Now the hazards of owning a beachfront home in Waldport Oregon remind us dramatically that it’s not simply shifting shorelines that are impacted by human activity (and, regardless, represent an entirely natural threat). Invariably, when beachfronts are developed, the first things to go are the dunes (after all, they obstruct the view). But dunes are an integral and vital part of the shoreline system – remove them and that system is destabilised. Once destabilised, it is then vulnerable (as are properties) to windblown movement of sand on a massive scale.
Being, as ever, curious, I went online to try to find more on coastal dynamics at Waldport. I’m sure there are more recent studies, but this piece of work from 1975 by the Oregon Department of Geology and Mineral Industries proved fascinating and more than sufficient: “Recent Shoreline Changes of the Alsea Sandspit, Lincoln County, Oregon.” Written by James Stembridge of the Department of Geography at the University of Oregon, it provides some historic portents.
The buried houses are built on a shape-shifting promontory of sand, the Alsea Sandspit, and here is a photo of it from 1975 (compare with the Google Earth images below):

And here, from that publication, is a compelling map of changes to the spit over the period from 1939 to 1975:

I have extracted some informative passages from the publication (remember, this was 37 years ago – before anything like the scale of today’s development):
Erosion of coastal sandspits has been a recognized hazard in Oregon since the demise of the resort community of Bayocean near Tillamook, which was slowly eliminated by the sea beginning in the late 1920’s. Currently, the sandspit at Siletz Bay is undergoing severe erosion which is critically endangering structures along a three-mile beach front. Partially as a result of these experiences with eroding sandspits, some planning agencies, such as the Oregon Coastal Conservation and Development Commission, have considered limiting the construction of housing units on sandspits.
This study is a preliminary analysis of a third Oregon spit, the Alsea near Waldport, with respect to recent shoreline changes, human modifications, and potential impact on current and future settlement.
Unlike the Tillamook and Si letz spits, the Alsea sandspit is presently accreting at a rate as great as 10 feet per year at its southwest margin. Erosion at a rate of as much as 2 feet per year is occurring on the bay side of the spit, however, as well as along the northwestern margins of the spit, where the underlying terrace of semi-consolidated Pleistocene dune deposits is exposed to ocean wave action.

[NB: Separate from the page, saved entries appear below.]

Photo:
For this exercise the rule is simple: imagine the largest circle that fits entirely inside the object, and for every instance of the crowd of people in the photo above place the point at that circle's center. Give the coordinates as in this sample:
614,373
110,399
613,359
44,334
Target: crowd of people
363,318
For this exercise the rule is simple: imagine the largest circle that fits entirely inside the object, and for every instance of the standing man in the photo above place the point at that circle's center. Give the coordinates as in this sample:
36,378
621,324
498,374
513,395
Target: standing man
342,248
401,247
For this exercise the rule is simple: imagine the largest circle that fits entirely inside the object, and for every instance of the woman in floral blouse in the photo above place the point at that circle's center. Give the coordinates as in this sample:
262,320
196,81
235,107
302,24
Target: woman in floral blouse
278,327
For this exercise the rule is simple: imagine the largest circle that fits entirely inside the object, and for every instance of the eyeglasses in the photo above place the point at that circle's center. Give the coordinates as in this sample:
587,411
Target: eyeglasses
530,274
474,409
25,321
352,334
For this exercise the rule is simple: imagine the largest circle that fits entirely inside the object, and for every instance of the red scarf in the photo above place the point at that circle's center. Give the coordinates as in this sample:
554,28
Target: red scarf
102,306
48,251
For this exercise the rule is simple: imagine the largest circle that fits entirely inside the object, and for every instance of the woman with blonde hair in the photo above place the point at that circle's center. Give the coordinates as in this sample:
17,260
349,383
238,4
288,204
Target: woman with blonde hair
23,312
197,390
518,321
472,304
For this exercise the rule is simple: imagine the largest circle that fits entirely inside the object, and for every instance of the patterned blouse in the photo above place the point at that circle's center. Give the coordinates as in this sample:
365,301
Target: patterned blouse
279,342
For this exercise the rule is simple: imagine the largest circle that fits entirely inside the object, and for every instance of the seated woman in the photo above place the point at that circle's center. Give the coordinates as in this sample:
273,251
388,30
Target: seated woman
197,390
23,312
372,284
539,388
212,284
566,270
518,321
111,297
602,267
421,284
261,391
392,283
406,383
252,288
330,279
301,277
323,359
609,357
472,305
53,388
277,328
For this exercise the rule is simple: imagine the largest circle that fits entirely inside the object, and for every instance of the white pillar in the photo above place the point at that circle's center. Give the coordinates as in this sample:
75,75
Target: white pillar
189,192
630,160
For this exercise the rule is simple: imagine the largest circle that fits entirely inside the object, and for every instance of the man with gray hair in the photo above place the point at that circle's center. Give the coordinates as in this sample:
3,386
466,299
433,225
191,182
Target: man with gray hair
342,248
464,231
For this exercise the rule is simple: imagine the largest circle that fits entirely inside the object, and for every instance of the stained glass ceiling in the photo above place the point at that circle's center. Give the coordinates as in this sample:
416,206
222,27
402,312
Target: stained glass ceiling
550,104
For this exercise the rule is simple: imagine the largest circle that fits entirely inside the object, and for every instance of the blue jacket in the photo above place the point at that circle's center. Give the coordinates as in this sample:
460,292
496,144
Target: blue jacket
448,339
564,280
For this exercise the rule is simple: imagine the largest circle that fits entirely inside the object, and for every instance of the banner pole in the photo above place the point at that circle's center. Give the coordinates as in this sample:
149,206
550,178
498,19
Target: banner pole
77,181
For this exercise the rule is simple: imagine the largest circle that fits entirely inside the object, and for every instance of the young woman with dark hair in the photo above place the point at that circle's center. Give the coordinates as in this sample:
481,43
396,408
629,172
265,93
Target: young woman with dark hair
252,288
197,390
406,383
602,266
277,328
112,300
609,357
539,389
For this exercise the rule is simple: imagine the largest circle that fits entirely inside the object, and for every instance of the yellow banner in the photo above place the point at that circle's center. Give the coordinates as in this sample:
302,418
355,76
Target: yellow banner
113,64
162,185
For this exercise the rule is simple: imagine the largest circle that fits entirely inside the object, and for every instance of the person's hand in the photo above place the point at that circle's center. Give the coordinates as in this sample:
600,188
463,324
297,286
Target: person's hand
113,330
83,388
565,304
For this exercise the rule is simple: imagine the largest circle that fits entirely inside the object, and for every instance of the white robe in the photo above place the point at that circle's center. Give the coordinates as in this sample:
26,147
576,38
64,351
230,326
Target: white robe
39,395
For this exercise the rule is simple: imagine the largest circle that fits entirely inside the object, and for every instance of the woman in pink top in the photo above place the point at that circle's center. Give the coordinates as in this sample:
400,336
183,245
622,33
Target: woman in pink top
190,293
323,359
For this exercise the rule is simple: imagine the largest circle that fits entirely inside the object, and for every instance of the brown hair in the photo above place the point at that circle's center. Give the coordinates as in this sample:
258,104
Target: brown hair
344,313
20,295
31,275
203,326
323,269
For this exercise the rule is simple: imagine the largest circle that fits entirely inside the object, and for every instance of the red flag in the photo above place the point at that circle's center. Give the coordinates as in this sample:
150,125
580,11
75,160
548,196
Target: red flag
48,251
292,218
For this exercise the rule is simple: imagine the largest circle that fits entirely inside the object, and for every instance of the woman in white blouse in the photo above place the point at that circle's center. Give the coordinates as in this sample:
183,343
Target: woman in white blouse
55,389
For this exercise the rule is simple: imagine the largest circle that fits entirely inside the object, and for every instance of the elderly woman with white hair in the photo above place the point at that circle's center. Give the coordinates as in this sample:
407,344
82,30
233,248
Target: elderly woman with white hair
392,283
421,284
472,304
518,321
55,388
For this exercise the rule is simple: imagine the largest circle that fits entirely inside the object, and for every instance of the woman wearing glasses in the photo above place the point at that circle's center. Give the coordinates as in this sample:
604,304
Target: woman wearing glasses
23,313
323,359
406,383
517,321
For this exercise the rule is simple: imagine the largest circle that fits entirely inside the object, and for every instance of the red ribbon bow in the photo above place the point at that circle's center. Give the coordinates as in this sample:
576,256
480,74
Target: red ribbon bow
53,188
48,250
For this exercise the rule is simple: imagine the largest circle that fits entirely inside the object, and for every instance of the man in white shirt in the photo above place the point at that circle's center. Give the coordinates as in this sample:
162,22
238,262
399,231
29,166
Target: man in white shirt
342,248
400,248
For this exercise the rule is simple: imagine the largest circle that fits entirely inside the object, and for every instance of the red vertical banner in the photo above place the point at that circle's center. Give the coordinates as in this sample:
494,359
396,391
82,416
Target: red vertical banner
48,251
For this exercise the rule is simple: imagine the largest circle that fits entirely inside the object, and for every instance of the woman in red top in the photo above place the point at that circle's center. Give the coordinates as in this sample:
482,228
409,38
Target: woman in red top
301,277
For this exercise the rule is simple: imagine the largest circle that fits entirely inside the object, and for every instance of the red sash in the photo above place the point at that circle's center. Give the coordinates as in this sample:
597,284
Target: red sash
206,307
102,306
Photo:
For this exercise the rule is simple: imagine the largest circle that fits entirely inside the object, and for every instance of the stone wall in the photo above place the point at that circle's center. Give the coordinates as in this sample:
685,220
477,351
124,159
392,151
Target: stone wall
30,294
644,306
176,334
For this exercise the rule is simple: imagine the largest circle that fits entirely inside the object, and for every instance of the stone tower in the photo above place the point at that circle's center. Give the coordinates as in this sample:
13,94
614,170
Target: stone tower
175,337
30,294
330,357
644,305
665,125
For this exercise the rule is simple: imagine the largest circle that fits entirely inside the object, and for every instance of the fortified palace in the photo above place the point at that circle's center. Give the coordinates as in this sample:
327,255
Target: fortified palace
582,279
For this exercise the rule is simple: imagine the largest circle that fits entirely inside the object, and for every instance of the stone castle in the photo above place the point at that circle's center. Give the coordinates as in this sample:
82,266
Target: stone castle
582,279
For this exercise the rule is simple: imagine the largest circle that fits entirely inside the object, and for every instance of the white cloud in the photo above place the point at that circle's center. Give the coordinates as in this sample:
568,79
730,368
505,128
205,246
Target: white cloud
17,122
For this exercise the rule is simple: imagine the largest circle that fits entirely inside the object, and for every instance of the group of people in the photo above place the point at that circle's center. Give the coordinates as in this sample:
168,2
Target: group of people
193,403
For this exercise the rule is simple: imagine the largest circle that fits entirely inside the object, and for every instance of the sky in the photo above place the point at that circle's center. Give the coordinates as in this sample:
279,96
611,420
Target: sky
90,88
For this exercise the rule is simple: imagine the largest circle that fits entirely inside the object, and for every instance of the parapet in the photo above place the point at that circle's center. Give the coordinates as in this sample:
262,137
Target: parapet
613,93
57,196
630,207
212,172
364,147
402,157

… This main foredune is at least partially bulldozed into shape and rests at a position of up to 100 feet inland of its 1939 location. It is well stabilized with European beach grass (Ammophila arenaria), except where breached for home sites and by trails from the residential area to the surf zone. Its present height is approximately 35 feet above mean high tide level, increasing at a rate of about 0.5 feet yearly as sand accumulates in the vegetation. The extreme high tide line has moved as much as 300 feet seaward since 1939 (Figure 5). Part of this general accretion is the building of what appears to be a new foredune as much as 300 feet seaward of the 1939 foredune… Blowing sand will continue to be a problem where the foredune has been breached and where there are expanses of unvegetated sand.
Sandspits have been described as oscillatory in that they may experience irregular cycles of erosion and deposition. If the spit at Alsea is currently prograding, the situation could reverse at any time.
Note the last two paragraphs – it seems unnecessary to say anything more. The coast is a good teacher, we are just lousy learners.